Researchers from Germany’s Helmholtz Centre for Environmental Research revealed that 90% of the world’s plastic waste comes from just 10 rivers. The study suggested that the most effective way of reducing the amount of plastic in the world’s oceans is by addressing the sources of pollution along such waterways as these.

You may have heard of the Great Pacific garbage patch, or the Pacific trash vortex. It’s a collection of plastic, floating trash generally located halfway between Hawaii and California. Now contrary to depictions on TV, it is not some island of plastic floating around, that you could walk on. (I’m looking at you, CBS, and that episode of “Scorpion”.) It has only 4 particles per cubic meter, so you could be in a boat in the middle of it and not realize it. It doesn’t even show up on satellite pictures. Still, it’s not an accomplishment we humans should be proud of. So much trash floating around is clearly not good for the marine environment. And since most of it is plastic that doesn’t degrade well, or at all, things can only get worse.

One way to combat this is to look at those 10 rivers that dump, as I said, 90% of the plastic garbage. We could start by looking at our own Mississippi River or St. Lawrence Seaway. Well, we could look there, but we wouldn’t find much. That’s because neither of those rivers are in the top 10. In fact, none of those rivers are even in the Western hemisphere. Additionally, none of them are in Europe.

Instead, 2 of these rivers – the Nile and the Niger – are in Africa, and the rest in are in Southeast Asia, with China’s Yangtze River clocking in at #1 on the hit parade. There’s a link in the show notes with a map, and more details.

I am not saying that the United States should sit back and wait for the rest of the world to get its act together. What we can do to make things a little better will certainly be helpful, but I keep hearing about how capitalism is destroying the planet, or how the US is the world’s worst polluter. These generalizations are just catch-phrases. In some areas we might be, but in other areas we, like the Great Pacific garbage patch, don’t even show up on the radar.


I’ve talked before about the problems with increasing the minimum wage – inflation, job losses, small business closures, etc. – so I’m not going to rehash that. But a new problem with it has been noticed by the Canadian province of Ontario.

They began the year by increasing their minimum wage from $11.60 to $14. Sounds like a lot, but as of the time I wrote this script it was $10.65 US, so don’t get your hopes up about running to the great, white north for a great big wage. Still, that’s almost a 21% increase. In addition to all the usual problems it caused, the Foundation for Economic Education notes that certain class of worker got shafted even worse.

When the Ontario government raised the minimum wage, it also terminated an exemption for organizations providing jobs to the intellectually or physically disabled. As a result, The Globe and Mail reports, most of these organizations “have opted to stop hiring people with cognitive disabilities.” Not only was hiring stopped, community centers and non-profits were also forced to let go of their existing disabled workers.

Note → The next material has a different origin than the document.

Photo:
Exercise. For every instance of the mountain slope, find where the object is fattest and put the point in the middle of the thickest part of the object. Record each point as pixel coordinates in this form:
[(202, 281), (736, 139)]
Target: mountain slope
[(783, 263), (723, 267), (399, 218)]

So it used to be that businesses could pay intellectually disabled workers less than the minimum, but now they must bring them in line with the minimum. Some businesses could afford this, but those that can’t, especially charities working on a very limited budget, couldn’t. And yet these non-profits are often the places that these people could be given self-esteem-boosting and paying jobs.

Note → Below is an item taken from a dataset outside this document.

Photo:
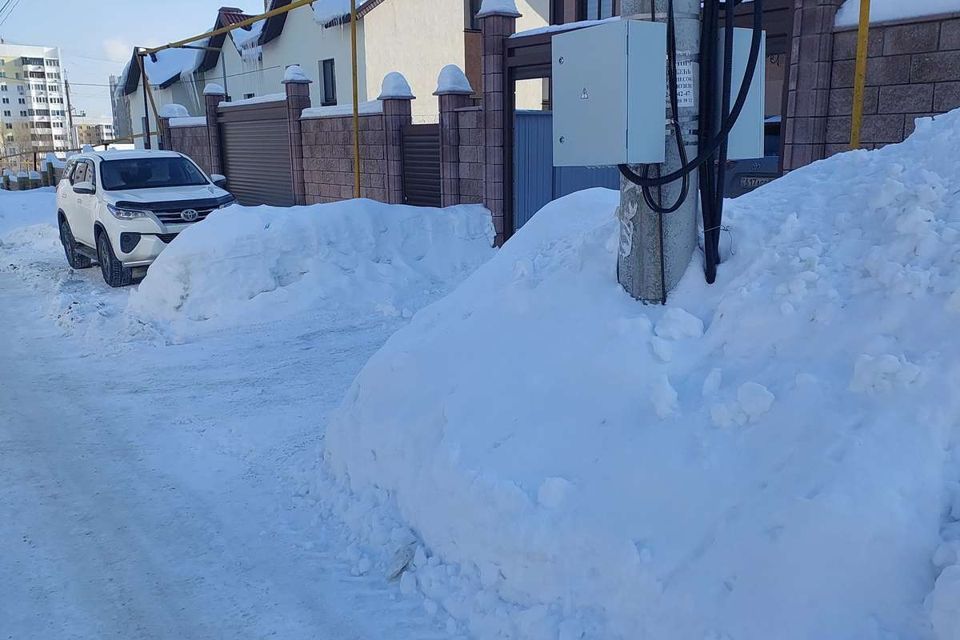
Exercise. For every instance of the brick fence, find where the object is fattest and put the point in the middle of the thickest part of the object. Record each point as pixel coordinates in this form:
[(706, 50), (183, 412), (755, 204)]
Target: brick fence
[(913, 71)]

Remember, these liberal policies are created by people who say that they are the ones who care about the poor and disabled. To them, intentions matter more than results.


I’ve talked a few times in the past about how those people who think the government should provide assistance to the poor do not themselves give as much of their own money to charity as those who think government should not be their brother’s keeper. If you think it’s the government’s job, you’re less likely to take personal responsibility for it.

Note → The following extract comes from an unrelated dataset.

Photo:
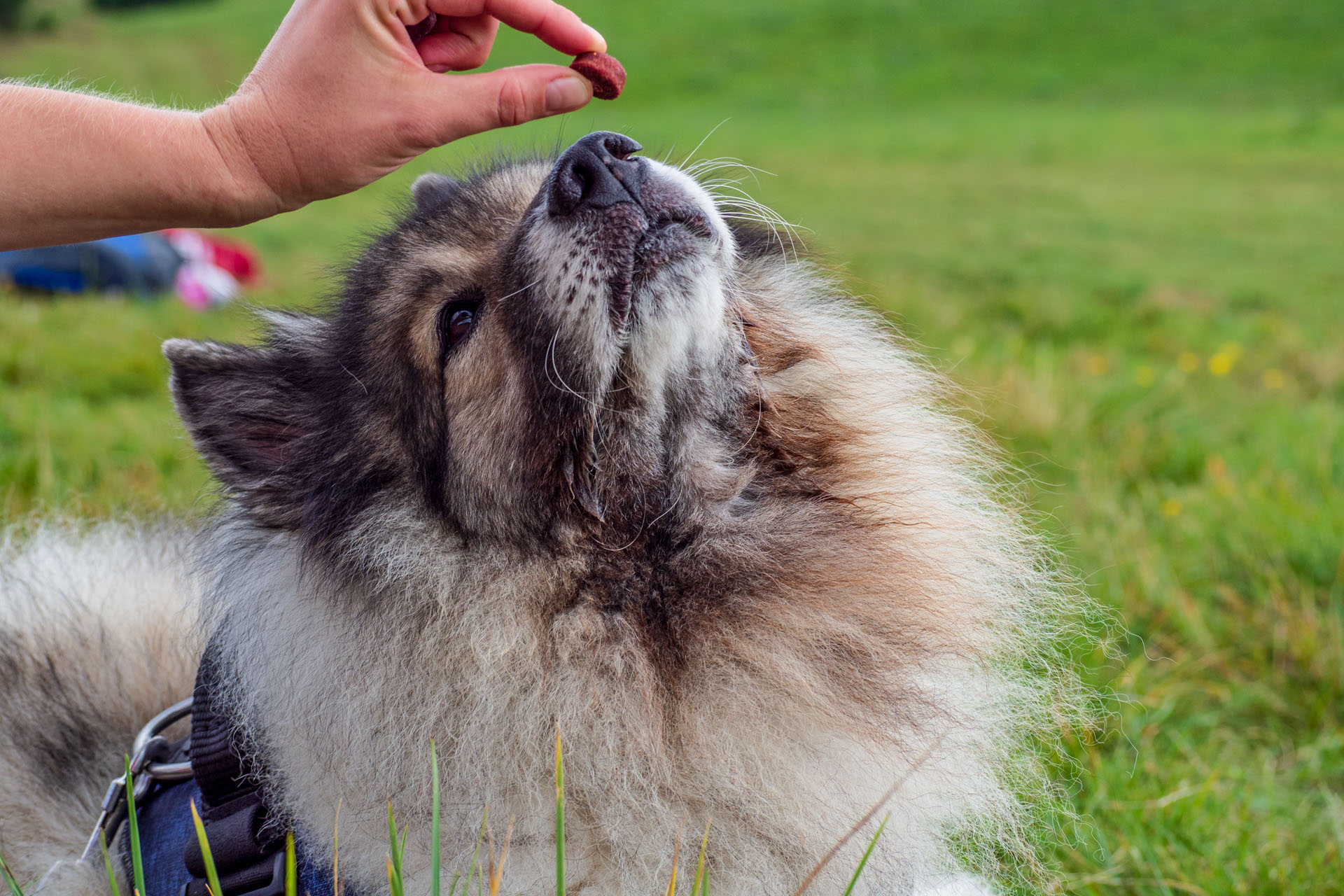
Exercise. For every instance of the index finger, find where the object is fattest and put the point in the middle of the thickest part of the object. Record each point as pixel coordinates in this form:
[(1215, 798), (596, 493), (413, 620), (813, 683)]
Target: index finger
[(549, 20)]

Well now this concept appears to work in another area; environmentalism. A study released back in April shows a similar disconnect between what people think the government should do (and of course, what the government should force others to do) and what they should do personally.

Kevin Artz, writing for The Heartland Institute, summarized the findings this way, “Researchers from Cornell University and the University of Michigan found those “highly concerned” about climate change were less likely to recycle, take mass transit, buy green products, and engage in other behaviors commonly considered eco-friendly, than persons who identified themselves as skeptical of global warming.”

What comes to mind immediately are things like people taking private jets to a global warming conference, or living in massive mansions with a huge carbon footprint. Once again, people who believe it’s their job act like it’s their job. People who don’t, don’t. As Glenn Reynolds, the Instapundit, has been saying about global warming for over a decade, “I’ll believe it’s a crisis when the people who say it’s a crisis start acting like it’s a crisis.”